Chargebacks are an additional burden for merchants. In order to identify the reasons for a chargeback, to verify customer statements or to clarify disputes, employees to work an increased amount of time, which is reflected in the personnel costs.

Chargebacks costs

In addition to the personnel costs, the process implies further costs for the dealer. For the merchant, the amount received in the initial transaction is canceled. In addition, the credit card issuer or the supervising bank charges a processing fee. General investment costs, e.g. system costs, should also be considered.

Chargeback Quote

In addition to these financial negative effects, dealers also face a deterioration of their chargeback quote. From a certain point (approx. 2%), the Acquirer Bank ends the business relationship and withdraws the merchant’s authorization number. For this reason, reclamations should be handled quickly, issuing a refund (credit to the credit card account of the customer) when necessary.

Measures for traders to protect themselves against chargebacks

There are a number of measures to which traders should pay attention to protect themselves against the various possible criminal activities.

Consumer-based fraud prevention

Consumer-specific fraud prevention uses consumers data to minimize the risks. In order to verify the client’s identity, addresses are verified. Customers with a negative are excluded through a blacklist.

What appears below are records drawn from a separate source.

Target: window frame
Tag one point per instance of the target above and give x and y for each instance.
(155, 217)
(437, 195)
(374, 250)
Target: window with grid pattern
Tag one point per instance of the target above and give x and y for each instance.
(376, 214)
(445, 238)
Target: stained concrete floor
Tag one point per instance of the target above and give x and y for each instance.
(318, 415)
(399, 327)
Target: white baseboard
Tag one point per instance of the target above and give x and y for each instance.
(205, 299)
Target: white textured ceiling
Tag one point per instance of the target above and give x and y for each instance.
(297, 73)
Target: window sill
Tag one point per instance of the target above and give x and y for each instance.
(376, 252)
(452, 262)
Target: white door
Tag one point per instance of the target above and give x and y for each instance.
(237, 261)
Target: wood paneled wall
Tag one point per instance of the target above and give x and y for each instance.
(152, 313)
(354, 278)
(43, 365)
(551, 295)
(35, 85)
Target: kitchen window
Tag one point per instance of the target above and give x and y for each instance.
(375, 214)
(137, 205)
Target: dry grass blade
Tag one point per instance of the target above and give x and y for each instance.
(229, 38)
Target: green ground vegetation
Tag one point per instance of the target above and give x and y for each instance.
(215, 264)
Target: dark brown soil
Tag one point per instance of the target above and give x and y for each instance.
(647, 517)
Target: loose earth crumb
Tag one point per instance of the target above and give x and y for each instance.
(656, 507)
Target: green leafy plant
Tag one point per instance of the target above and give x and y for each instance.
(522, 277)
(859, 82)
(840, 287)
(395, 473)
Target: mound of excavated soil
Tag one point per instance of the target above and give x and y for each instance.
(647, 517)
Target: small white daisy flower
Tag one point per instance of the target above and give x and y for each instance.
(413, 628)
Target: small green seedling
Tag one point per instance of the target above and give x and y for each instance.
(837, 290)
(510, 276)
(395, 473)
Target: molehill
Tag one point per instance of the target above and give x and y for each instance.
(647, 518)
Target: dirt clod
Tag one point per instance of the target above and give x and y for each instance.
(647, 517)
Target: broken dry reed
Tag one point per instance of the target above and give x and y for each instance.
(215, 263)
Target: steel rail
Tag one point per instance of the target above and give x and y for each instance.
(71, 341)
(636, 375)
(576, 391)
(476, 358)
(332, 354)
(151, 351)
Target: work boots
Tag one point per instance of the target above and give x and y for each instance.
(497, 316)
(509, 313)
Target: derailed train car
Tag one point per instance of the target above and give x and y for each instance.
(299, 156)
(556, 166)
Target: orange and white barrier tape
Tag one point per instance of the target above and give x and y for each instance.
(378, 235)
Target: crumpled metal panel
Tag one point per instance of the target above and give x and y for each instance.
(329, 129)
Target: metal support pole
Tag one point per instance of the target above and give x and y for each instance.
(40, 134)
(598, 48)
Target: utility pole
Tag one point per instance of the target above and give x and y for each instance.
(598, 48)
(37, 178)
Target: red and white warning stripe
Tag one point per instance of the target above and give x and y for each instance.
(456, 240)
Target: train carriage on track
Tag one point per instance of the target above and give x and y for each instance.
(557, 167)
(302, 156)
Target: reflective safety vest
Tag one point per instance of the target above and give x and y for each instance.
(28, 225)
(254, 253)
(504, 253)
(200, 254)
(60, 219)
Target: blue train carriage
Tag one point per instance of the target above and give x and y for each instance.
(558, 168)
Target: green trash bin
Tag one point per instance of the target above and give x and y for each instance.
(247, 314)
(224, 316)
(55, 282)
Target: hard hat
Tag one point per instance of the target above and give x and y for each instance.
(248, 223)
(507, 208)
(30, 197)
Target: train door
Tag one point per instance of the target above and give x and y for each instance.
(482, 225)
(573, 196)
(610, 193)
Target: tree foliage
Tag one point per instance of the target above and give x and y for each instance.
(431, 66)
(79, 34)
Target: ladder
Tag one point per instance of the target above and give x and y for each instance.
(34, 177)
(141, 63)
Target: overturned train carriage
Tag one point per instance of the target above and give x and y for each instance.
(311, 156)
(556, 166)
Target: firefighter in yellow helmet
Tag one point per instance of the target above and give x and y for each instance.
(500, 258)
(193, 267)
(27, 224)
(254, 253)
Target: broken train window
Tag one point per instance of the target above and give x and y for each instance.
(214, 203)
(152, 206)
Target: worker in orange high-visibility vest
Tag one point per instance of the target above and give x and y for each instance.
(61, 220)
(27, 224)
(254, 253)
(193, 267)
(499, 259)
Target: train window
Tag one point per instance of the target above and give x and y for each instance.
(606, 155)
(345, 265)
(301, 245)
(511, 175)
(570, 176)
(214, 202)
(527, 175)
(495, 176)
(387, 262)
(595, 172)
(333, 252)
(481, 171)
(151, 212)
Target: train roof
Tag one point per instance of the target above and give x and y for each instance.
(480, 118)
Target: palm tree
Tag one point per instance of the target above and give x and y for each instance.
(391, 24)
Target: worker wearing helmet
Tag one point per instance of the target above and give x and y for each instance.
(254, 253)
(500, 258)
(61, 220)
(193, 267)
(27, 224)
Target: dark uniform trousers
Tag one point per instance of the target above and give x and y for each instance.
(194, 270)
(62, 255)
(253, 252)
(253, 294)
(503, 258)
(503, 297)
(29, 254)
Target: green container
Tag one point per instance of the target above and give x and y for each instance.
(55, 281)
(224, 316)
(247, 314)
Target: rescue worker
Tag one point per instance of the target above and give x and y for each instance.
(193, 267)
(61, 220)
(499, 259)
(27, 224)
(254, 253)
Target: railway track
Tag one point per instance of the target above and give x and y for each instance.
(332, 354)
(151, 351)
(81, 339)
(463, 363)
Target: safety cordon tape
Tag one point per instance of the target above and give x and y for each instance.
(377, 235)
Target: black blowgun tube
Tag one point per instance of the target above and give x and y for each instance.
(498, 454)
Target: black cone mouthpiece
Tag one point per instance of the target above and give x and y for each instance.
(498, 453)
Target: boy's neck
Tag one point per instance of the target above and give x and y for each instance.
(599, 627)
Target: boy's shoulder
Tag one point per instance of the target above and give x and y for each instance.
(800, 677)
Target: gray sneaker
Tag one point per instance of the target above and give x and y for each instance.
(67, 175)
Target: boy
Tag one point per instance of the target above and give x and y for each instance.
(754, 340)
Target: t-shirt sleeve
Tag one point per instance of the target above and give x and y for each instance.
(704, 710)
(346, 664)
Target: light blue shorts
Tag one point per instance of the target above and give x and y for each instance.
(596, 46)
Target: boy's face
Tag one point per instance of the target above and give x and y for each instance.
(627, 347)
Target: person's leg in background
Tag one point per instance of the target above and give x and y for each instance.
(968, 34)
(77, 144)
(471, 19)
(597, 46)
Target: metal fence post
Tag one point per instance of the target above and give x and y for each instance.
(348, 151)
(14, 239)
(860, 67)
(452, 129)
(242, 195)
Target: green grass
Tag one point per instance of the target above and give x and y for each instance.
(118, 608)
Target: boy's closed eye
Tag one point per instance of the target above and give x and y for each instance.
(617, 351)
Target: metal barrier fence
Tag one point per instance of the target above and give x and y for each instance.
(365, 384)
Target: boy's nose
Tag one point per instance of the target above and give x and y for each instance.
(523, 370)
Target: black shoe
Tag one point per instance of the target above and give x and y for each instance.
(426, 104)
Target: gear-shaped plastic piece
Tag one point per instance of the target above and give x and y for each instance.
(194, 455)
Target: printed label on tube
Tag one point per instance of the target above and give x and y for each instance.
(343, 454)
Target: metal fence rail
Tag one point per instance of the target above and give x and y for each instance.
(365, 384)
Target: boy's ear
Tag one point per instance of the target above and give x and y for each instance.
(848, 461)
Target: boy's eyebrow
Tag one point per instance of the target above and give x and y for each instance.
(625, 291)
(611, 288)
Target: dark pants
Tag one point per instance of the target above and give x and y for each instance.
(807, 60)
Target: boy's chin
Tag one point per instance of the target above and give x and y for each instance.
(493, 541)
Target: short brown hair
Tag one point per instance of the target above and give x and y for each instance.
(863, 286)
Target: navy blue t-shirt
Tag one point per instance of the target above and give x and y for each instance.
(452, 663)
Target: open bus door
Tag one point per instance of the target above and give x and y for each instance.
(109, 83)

Card-based fraud protection

Card-based prevention measures are mostly used by traders for orders of higher-quality products or with an international delivery address. Through the Address Verification System (AVS), the validity of the map data (eg, the address) and the Card Verification Code (CVC) are checked.
The 3D Secure process also increases security when shopping online. MasterCard has developed MasterCard Securecode, whereas Visa uses Verified by Visa. The customer is redirected to these platform in order to complete the desired transaction. A code then ensures the buyer’s authentication. Payment is processed after the code is successfully entered. Alternatively, a single registered password can be requested, this is called the static method. In a dynamic process, an individual code is individually generated for each transaction.

Account-based fraud prevention

Account-based fraud prevention is mainly used by dealers with direct debit, to reduce the chargeback ratio. The bank identification number as well as the logical composition of the account numbers are checked. In addition, the verification of the account information may reveal negative elements – such as card blocking and open chargebacks.

Here you can find more information about Fraud Management in Online Payment.

Customer service to avoid chargebacks

If customers are not satisfied with the products or delivery, they often contact their bank to trigger a refund. Problems with the customer could be clarified quickly and simply with the customer service and thereby avoid possible Chargeback. A clear and direct communication of the contact details and short response time are crucial to reduce the cost and effort of chargebacks.